Через какое-то время послышалось, будто кто-то осторожно, ощупью, ищет ручку двери, и она знала, что незнакомец стоит, прислушиваясь, у нее под дверью. В ней забурлило головокружительное желание подползти ко входу и отодвинуть засов.
Но она осталась лежать на полу посреди комнаты; еще раз ее что-то удержало, отвратительное ощущение внутри, такое же чувство, как когда-то; словно удар, ее тело пронзила мысль, что все это всего лишь попытка возврата в свое же прошлое, и вдруг она воздела руки: Помоги мне, о, помоги же мне! и почувствовала, что в этом - правда, и это была для нее только лишь тихо возвращающаяся обратно мысль: мы нашли друг друга, потаенно пробираясь сквозь пространство и годы, а теперь я вторгаюсь в тебя, пройдя по пути страданий.
И затем наступил покой, открылся простор. Приток болезненно застоявшихся сил после того, как стены рухнули. Как блестящая, спокойная водная гладь, лежала перед ними их жизнь, их прошлое и будущее, возвышенное этим мгновением. Есть вещи, которые никогда не удается сделать, никто не знает, почему, они-то, наверное, и есть самые важные; да, мы знаем, они самые важные.

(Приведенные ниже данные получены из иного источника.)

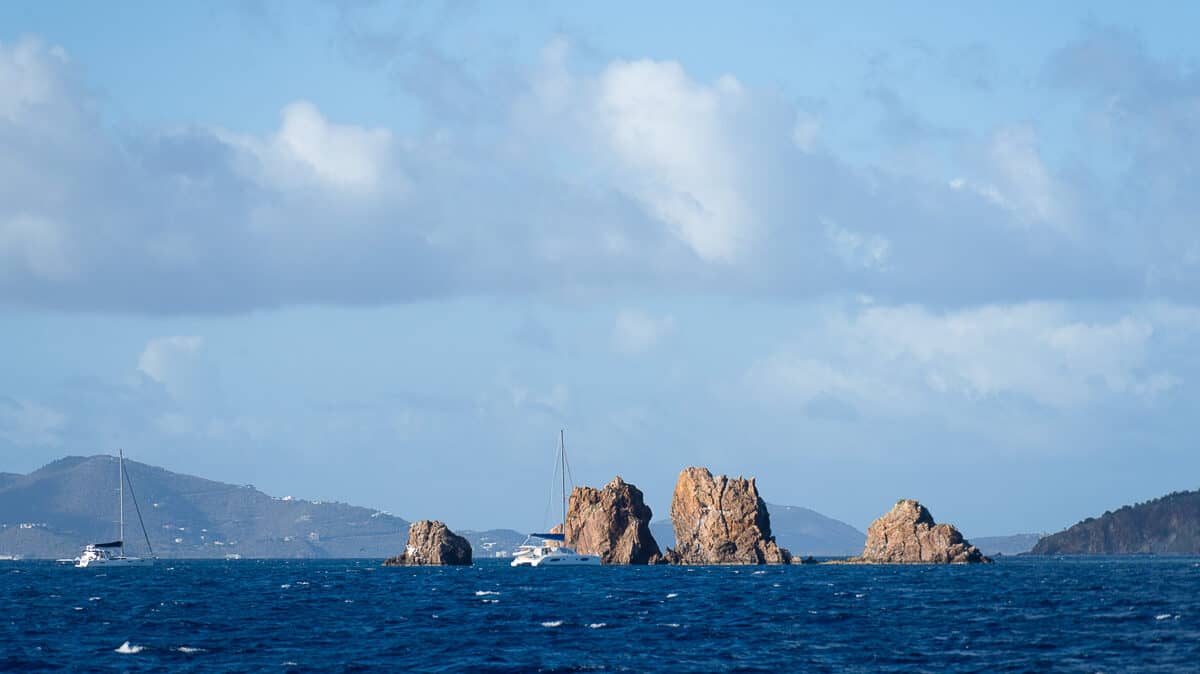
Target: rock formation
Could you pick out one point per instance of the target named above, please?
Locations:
(909, 535)
(721, 521)
(612, 523)
(431, 543)
(1165, 525)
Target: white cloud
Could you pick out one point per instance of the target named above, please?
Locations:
(29, 77)
(856, 250)
(24, 423)
(904, 359)
(36, 244)
(637, 331)
(1013, 175)
(311, 149)
(672, 134)
(169, 361)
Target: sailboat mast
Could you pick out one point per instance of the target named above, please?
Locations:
(120, 498)
(562, 461)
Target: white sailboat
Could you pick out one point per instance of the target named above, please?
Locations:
(113, 553)
(551, 549)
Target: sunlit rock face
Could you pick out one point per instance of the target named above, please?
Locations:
(721, 521)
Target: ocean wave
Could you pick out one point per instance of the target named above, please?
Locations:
(130, 649)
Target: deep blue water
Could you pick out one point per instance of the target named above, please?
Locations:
(1121, 614)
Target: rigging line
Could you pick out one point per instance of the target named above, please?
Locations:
(138, 509)
(567, 463)
(550, 495)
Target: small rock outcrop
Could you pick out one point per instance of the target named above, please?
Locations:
(909, 535)
(612, 523)
(432, 543)
(721, 521)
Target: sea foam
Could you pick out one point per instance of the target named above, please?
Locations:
(130, 649)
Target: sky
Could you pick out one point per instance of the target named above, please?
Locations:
(382, 253)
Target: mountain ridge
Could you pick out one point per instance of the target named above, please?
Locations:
(1169, 524)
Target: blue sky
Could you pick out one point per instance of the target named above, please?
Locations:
(381, 253)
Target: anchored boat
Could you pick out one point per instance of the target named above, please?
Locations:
(551, 549)
(113, 553)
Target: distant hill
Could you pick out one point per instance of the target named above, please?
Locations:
(1165, 525)
(801, 530)
(55, 510)
(1017, 543)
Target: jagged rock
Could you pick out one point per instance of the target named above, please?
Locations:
(721, 521)
(431, 543)
(909, 535)
(612, 523)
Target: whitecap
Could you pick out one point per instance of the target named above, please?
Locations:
(129, 649)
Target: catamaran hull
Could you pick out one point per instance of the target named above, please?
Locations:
(558, 560)
(112, 563)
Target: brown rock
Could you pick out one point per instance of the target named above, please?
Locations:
(612, 523)
(721, 521)
(431, 543)
(909, 535)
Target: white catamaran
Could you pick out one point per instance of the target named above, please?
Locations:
(551, 549)
(113, 553)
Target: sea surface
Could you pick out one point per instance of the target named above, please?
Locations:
(1086, 614)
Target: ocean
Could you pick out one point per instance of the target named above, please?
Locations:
(1087, 614)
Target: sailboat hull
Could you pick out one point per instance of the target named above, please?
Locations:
(117, 561)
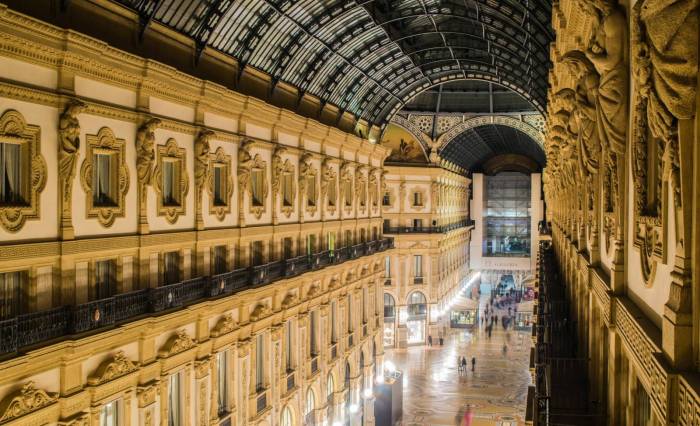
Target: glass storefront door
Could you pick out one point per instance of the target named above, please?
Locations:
(416, 331)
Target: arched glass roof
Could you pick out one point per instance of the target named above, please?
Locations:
(370, 57)
(473, 147)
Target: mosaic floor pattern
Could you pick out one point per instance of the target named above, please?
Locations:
(436, 394)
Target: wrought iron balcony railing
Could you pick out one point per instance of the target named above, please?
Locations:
(427, 229)
(36, 328)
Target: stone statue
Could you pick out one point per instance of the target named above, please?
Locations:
(245, 164)
(672, 32)
(69, 139)
(606, 52)
(145, 152)
(277, 168)
(201, 158)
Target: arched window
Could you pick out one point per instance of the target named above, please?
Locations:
(309, 418)
(287, 419)
(417, 305)
(389, 306)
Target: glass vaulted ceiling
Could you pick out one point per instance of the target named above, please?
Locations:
(370, 57)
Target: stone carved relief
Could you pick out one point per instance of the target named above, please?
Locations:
(105, 143)
(258, 164)
(25, 401)
(361, 188)
(202, 171)
(179, 342)
(68, 151)
(225, 325)
(328, 179)
(374, 189)
(15, 130)
(345, 179)
(171, 152)
(220, 159)
(306, 174)
(665, 69)
(145, 157)
(117, 366)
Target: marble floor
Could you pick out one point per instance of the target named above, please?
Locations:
(435, 394)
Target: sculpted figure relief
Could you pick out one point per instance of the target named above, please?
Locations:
(69, 138)
(201, 158)
(245, 163)
(606, 52)
(145, 153)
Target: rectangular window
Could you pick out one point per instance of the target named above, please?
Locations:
(287, 190)
(332, 193)
(104, 185)
(288, 346)
(171, 182)
(171, 267)
(220, 262)
(109, 415)
(348, 193)
(220, 178)
(175, 400)
(313, 323)
(418, 265)
(331, 242)
(222, 381)
(257, 181)
(364, 305)
(12, 186)
(310, 244)
(287, 248)
(417, 199)
(348, 238)
(334, 320)
(256, 253)
(386, 199)
(259, 363)
(105, 280)
(311, 191)
(12, 294)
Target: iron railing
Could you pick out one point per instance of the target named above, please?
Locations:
(43, 327)
(427, 229)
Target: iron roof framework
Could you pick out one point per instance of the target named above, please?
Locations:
(473, 147)
(370, 57)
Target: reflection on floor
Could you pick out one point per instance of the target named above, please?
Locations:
(435, 394)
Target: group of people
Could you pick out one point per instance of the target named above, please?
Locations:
(490, 317)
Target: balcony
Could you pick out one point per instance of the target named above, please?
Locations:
(417, 309)
(291, 381)
(41, 327)
(389, 311)
(427, 229)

Известно, что жизнь скована ужасным оцепенением, она одеревенела, как пальцы на морозе. Но иногда оцепенение прерывается, иногда оно стаивает, как снег с лугов, и человек впадает в задумчивость, у него наступает смутное просветление, которое постепенно разливается вширь. Но жизнь, жизнь из плоти и костей, жизнь, которой решать, ни на что не обращая внимания, спокойно сцепляет одно звено с другим, человек сам не действует.
Внезапно она все-таки встала на ноги, и мысль, что она должна это сделать, гнала ее вперед, руки ее отодвинули засов. Но все было тихо, никто не постучал. Она отворила дверь и выглянула; никого, пустые стены обрамляли в сумрачном свете лампы пустое пространство. Наверное, она не услышала, как он ушел.

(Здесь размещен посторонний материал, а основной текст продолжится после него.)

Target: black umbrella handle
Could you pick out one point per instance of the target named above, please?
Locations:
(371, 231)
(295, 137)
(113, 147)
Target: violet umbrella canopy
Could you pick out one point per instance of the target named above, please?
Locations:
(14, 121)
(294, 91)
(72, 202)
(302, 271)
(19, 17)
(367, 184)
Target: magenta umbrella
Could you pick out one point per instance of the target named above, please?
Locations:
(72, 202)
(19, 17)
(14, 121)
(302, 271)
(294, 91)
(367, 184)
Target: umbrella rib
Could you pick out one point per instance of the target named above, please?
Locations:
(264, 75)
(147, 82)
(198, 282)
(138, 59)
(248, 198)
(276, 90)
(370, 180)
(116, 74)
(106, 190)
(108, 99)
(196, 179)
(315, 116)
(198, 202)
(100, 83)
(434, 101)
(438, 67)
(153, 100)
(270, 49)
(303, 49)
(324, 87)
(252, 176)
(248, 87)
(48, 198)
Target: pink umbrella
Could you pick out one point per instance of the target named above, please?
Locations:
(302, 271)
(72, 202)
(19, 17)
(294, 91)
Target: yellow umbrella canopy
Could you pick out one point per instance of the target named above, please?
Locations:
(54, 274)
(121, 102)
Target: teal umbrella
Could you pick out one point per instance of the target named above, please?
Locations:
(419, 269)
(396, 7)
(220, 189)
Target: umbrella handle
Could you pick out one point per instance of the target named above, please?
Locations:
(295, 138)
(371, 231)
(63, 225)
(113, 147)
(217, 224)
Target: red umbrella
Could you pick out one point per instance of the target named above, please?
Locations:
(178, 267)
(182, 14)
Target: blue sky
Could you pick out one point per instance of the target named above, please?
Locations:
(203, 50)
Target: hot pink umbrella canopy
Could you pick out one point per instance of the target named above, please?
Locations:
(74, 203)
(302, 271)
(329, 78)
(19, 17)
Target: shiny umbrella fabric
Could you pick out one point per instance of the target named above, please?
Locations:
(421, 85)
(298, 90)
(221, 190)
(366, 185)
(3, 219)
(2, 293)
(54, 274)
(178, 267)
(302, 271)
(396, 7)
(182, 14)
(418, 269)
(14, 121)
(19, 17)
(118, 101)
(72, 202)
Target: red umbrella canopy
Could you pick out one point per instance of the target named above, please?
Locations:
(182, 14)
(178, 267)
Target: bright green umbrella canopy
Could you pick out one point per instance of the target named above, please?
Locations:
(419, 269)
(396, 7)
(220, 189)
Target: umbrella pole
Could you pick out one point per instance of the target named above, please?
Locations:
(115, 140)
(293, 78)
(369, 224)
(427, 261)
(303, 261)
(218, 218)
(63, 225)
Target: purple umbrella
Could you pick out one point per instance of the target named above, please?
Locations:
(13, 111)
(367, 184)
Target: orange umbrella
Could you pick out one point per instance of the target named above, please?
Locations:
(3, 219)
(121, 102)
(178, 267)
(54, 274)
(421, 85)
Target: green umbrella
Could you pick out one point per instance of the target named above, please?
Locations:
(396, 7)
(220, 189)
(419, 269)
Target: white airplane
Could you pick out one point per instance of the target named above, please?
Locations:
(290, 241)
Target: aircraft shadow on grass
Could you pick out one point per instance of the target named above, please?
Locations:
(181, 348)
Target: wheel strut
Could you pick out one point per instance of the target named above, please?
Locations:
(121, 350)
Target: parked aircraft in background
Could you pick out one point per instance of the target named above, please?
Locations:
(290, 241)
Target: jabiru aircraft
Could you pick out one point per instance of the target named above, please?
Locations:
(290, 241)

Она легла. Упреки проносились у нее в голове. Уже охваченная сном, она ощущала, что делает ему больно, но у нее было странное чувство, и она думала: все, что я делаю, делаешь на самом деле ты. Уже забывшись сном, она грезила: мы отдаем все, что только можно отдать, чтобы прочнее охватить друг друга тем, к чему ни у кого нет доступа. И только раз, на мгновение вдруг совершенно вырвавшись из пут сна, она подумала: этот человек нас победит. Но что означает победить? И ее мысли ускользнули обратно в сон, наткнувшись на этот вопрос. Она воспринимала свою нечистую совесть, как последнюю данную ей нежность. Огромное, расширяющее темную глубину мира себялюбие вздымалось над ней, как над человеком, который должен умереть; сквозь сомкнутые веки она видела кусты, облака и птиц и казалась среди них такой маленькой, и все-таки все здесь было только для нее. И настало мгновение затворения, изгнания из себя всего чужеродного, и в уже почти нереальной завершенности открылась великая, чистая любовь, заключающая в себе только ее саму. Дрожащее разрешение всех кажущихся противоречий.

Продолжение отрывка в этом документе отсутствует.